Between those two outs, Franklin went 3-for-4 with two singles, a double and another walk. With his short, compact swing, he’s able to get the barrel on the ball and he hit everything hard. His double in the ninth inning was a line drive down the right-field line that was one of the most well-struck balls this side of Borchering’s home run the previous day. It could have been a triple if there wasn’t a runner in front of him that was held up from scoring another run.
There was another crazy play in this game. With two out in the top of the eighth inning and runners on first and second for the South, Issac Rodriguez hit a ball into the outfield. Michael Broad tried to score from second and didn’t see the throw coming in. Broad and the ball arrived at the plate at the same time and the catcher, Cody Bass, stuck his leg out to block the plate, basically tripping Broad—who wasn’t sliding—and sending him flying into the air. The umpire made no signal and Bass yelled, "He didn’t touch!" as a tag was made and Broad was called out.

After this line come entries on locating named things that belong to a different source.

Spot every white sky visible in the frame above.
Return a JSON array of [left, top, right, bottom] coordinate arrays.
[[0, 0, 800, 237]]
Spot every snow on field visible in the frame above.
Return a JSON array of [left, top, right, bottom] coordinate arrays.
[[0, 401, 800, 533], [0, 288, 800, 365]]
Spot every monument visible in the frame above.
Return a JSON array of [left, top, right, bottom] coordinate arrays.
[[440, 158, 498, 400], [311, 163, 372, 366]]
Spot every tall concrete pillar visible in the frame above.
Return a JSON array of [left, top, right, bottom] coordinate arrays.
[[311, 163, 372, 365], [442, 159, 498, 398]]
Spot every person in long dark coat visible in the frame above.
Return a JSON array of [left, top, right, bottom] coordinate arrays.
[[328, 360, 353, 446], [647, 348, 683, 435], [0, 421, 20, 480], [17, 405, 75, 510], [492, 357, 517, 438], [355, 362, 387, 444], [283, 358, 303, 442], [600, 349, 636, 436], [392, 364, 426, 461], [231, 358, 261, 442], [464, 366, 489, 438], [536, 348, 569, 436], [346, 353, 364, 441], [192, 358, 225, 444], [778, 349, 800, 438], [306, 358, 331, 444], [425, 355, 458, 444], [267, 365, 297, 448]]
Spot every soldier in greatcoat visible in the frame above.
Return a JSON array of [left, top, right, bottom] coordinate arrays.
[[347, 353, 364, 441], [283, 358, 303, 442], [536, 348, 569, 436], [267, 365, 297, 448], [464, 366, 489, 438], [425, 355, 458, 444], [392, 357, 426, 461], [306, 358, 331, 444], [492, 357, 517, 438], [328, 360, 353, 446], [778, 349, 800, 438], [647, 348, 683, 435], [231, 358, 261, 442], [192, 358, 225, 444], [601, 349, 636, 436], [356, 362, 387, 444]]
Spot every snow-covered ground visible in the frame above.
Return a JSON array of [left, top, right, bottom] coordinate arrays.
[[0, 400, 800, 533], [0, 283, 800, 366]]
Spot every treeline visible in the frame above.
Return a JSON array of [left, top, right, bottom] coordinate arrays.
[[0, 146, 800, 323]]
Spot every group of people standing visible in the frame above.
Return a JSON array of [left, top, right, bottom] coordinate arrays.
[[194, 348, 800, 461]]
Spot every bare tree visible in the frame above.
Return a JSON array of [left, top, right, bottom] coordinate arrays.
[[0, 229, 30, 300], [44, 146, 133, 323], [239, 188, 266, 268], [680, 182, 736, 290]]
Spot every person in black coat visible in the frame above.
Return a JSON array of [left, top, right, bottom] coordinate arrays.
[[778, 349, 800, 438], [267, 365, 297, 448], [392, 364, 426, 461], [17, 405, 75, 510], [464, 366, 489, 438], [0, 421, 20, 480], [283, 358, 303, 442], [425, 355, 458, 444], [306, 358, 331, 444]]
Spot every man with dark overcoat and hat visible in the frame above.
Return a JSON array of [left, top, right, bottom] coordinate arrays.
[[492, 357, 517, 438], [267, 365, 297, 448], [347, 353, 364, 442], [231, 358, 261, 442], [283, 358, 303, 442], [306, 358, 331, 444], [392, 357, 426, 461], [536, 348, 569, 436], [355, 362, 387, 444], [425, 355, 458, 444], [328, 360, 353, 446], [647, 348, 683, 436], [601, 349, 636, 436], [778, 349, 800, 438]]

Broad talked about the play after the game.
"I was running home and I looked at the backup guy and he was just staring at me," Broad said. "Usually the guy on deck is saying, ‘Get down!’ or ‘Stay up,’ So, I didn’t think there was a throw. Then, all of a sudden, it comes in at the last second and the catcher stuck his foot in and took my legs out from under me. But I touched the bag, I know I touched the bag."
The win gave the East their first FACA Baseball Classic Championship since 1990—before most of the players on this year’s team were even born. Not surprisingly, Franklin was selected as the East’s MVP and Stephen Rodriguez was chosen for the South team.

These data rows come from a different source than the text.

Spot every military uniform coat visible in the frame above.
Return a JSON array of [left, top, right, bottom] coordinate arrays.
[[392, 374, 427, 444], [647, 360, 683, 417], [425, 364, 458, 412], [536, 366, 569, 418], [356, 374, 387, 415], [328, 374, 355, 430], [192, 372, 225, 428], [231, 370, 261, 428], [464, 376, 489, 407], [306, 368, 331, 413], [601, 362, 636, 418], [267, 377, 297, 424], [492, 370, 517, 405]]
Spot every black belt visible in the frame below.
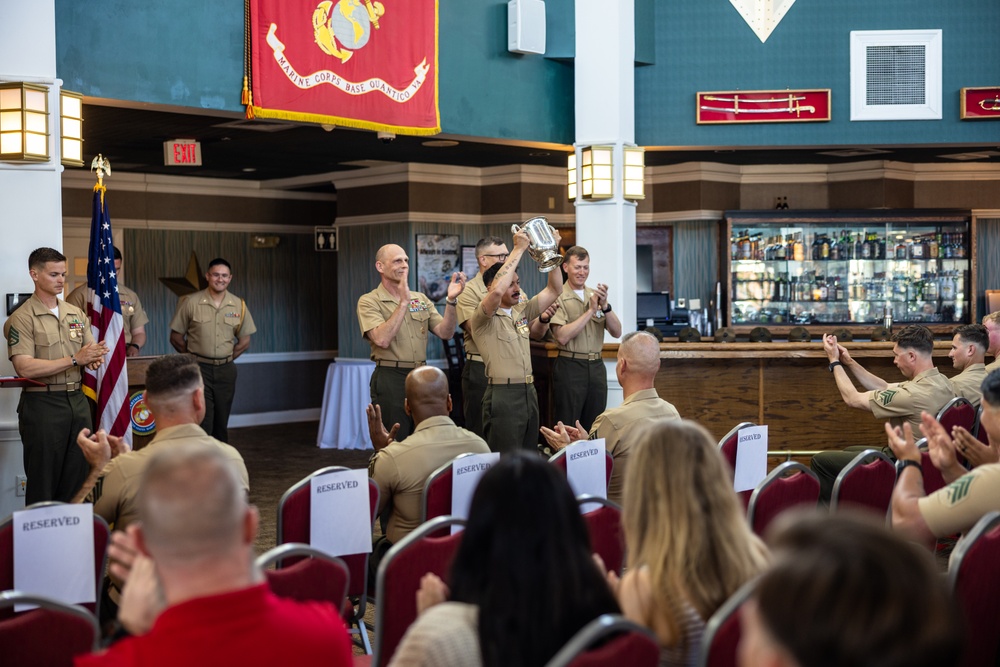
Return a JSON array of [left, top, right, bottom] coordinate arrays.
[[488, 375, 535, 384], [559, 350, 601, 361], [191, 352, 233, 366], [24, 382, 80, 392], [375, 359, 427, 368]]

"It feels good—another win," Franklin said after the game. "We haven’t won it since 1990, so that’s what we were going for today. Coach (Wheeler) told us, all we need is two wins to get one for the East and that was our goal and we did it."
Franklin was happy with his day at the plate, but more excited that his team was able to win the event.
"Overall, I just had a great day and the team came through with it," Franklin said.